Success in the role requires:
- Coordination in a multi-geography 24 x7 Operations Team.
- Ability to adapt and learn newer technologies and processes.
- Identifying potential weakness in active systems and their monitoring architectures.
- Listen, understand, assimilate and document clearly all Incidents, lesson learned and knowledge sharing sessions.
- Contribution towards goals set as a team and as well as an individual level.
- Excellent communication skills for coordinating between multiple vendors, customers, peers, and other team members in the organization.
You continually desire to stay curious, speak up, focus on impact, and be supportive. These four specific core principles are critical to your success here at Quickplay, and we understand that when you succeed--Quickplay succeeds.

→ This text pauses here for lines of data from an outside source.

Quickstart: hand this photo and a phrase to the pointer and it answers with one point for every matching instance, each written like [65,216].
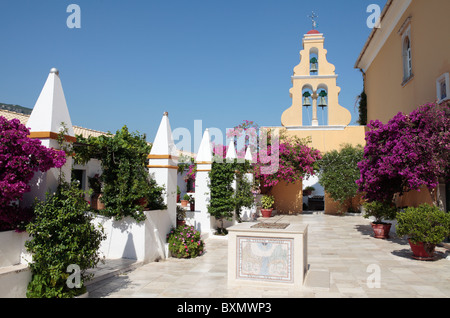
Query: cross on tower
[313,16]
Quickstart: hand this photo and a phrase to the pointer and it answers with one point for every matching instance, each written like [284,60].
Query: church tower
[315,92]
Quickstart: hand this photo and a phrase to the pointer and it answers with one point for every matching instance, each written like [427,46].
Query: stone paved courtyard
[342,256]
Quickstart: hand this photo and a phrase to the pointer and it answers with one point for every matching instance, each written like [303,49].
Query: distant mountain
[16,108]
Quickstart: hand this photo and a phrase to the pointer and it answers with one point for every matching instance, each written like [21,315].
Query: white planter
[267,256]
[12,248]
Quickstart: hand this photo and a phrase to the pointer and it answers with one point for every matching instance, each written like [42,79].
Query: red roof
[313,32]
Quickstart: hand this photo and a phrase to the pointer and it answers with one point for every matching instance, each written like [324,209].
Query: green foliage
[426,224]
[267,202]
[61,234]
[362,109]
[125,178]
[243,197]
[380,211]
[185,242]
[224,199]
[339,172]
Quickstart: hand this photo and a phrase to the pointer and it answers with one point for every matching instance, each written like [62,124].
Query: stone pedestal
[259,254]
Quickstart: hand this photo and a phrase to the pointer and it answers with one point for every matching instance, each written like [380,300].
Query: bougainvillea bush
[20,158]
[407,153]
[295,160]
[185,242]
[276,157]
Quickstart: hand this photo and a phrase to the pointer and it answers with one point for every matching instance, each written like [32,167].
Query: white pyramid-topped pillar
[163,165]
[248,214]
[50,114]
[204,159]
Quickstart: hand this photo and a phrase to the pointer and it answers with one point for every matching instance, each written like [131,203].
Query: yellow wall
[328,140]
[288,197]
[430,45]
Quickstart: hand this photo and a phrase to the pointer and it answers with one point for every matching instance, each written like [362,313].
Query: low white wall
[14,271]
[144,241]
[12,248]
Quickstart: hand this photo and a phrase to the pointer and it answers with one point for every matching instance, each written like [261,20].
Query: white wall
[145,241]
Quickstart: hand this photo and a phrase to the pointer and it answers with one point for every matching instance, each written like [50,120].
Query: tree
[339,172]
[62,235]
[407,153]
[20,158]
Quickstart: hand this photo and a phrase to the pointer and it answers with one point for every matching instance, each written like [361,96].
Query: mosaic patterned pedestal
[264,255]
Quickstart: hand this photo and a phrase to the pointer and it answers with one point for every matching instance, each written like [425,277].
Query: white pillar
[247,213]
[45,123]
[163,165]
[203,221]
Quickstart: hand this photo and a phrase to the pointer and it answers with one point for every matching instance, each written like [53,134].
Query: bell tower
[314,87]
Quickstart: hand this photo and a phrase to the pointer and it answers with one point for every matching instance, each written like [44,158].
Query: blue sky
[221,62]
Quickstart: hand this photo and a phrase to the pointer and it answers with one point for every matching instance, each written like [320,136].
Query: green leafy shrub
[380,211]
[185,242]
[267,201]
[61,235]
[426,224]
[222,203]
[126,181]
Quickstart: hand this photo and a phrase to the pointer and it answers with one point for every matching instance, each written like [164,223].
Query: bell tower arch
[317,74]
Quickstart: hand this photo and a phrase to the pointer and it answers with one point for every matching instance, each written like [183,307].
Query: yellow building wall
[329,140]
[430,46]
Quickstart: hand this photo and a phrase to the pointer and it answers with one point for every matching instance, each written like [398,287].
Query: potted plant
[96,186]
[185,242]
[192,202]
[185,200]
[380,211]
[308,190]
[267,202]
[425,226]
[181,216]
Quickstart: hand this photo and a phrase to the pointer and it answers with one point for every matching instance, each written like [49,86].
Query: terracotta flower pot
[266,213]
[381,230]
[422,251]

- Preferred Bachelor of Science degree in Computer Engineering, Computer Science, Applied Science, Electrical Engineering, or Math; Developer nanodegree; or equivalent experience.
- 1 year of similar job related experience.
- Basic understanding of Linux OS, networking, network storage, apache web servers, and network protocols such as DNS, FTPS, FTP, RSS, and HTTP.
- Excellent analytical, communication and documentation skills.
- Self-Starter able to work in a fast-paced environment and work under pressure; capable of reacting quickly to problems and implementing solutions.
- Experience with monitoring systems such as Zabbix, New Relic, Grafana, IneoQuest.
- Experience with Kubernetes, Azure, Cloudera, Google Cloud Computing.
- Candidates must be well versed in Microsoft Office or Google Suite Tools, ServiceNow, Jira, Confluence.
- High emotional intelligence and low ego.
- Strong ability to prioritize dynamic tasks received during the workday.
- Flexibility in work schedule.